Book Essays on the Relation Between Stock Price Movements and Orders

Download or read book Essays on the Relation Between Stock Price Movements and Orders written by Carl Hopman and published by . This book was released on 2003 with total page 97 pages. Available in PDF, EPUB and Kindle. Book excerpt: (Cont.) This points toward a bigger role for uninformed price pressure than is usually assumed. The fourth chapter addresses the implications of concavity for the volume volatility relationship. Whereas Jones, Kaul, and Lipson (1994) find that trade size has no effect on volatility and that only the number of trades is important, we establish that trade size is important, but not in a linear form. One has to take a concave function of each trade size to maximize the relation with volatility. When this is done, the number of trades becomes irrelevant.

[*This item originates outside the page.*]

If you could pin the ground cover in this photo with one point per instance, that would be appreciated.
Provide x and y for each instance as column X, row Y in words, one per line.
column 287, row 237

Book Three Essays on Firm specific Volatility

Download or read book Three Essays on Firm specific Volatility written by Maria Gabriela Schutte and published by . This book was released on 2007 with total page pages. Available in PDF, EPUB and Kindle. Book excerpt: The central objective of my dissertation is to study the behavior of firm-specific volatility in countries around the world. Consistent with existing literature, I use firm-specific volatility to measure two important concepts: the information content of stocks and firm-specific risk. In Chapter One I hypothesize that the institutional environment in a country has direct consequences on firm-specific risk. A stronger institutional environment results in higher product market competition, higher firm turnover, and higher rates of technological innovation. Consistent with my predictions, I find that creative destruction explains a significant proportion of the cross-sectional differences in firm specific volatility in 40 countries. In Chapter Two I look at the cyclical fluctuations of comovement in the US and 27 other countries during the period 1980-2005. I find that, in general, comovement tends to be countercyclical. Additionally, I find wide cross-sectional variation in the strength of association between comovement and the business cycle. This strength of association positively correlates to a measure of variability in information production. In turn, I find that the information environment can reduce variability in information production and reduce cyclical fluctuations in stock return correlations. Finally, in Chapter I find that idiosyncratic risk has explanatory power on the cross-section of expected returns in international markets. I find strong support to the theory in all countries under study. In eight of the fifteen countries surveyed the relation is significantly positive while in the remaining seven countries the relation is zero. In no instance do I find the relation to be negative. In addition, the results from my analysis are economically significant. I find that after controlling for stock characteristics (beta, size, and momentum) the response in excess returns to a 1% increase in monthly-expected idiosyncratic risk ranges across countries between zero and one half of a percent.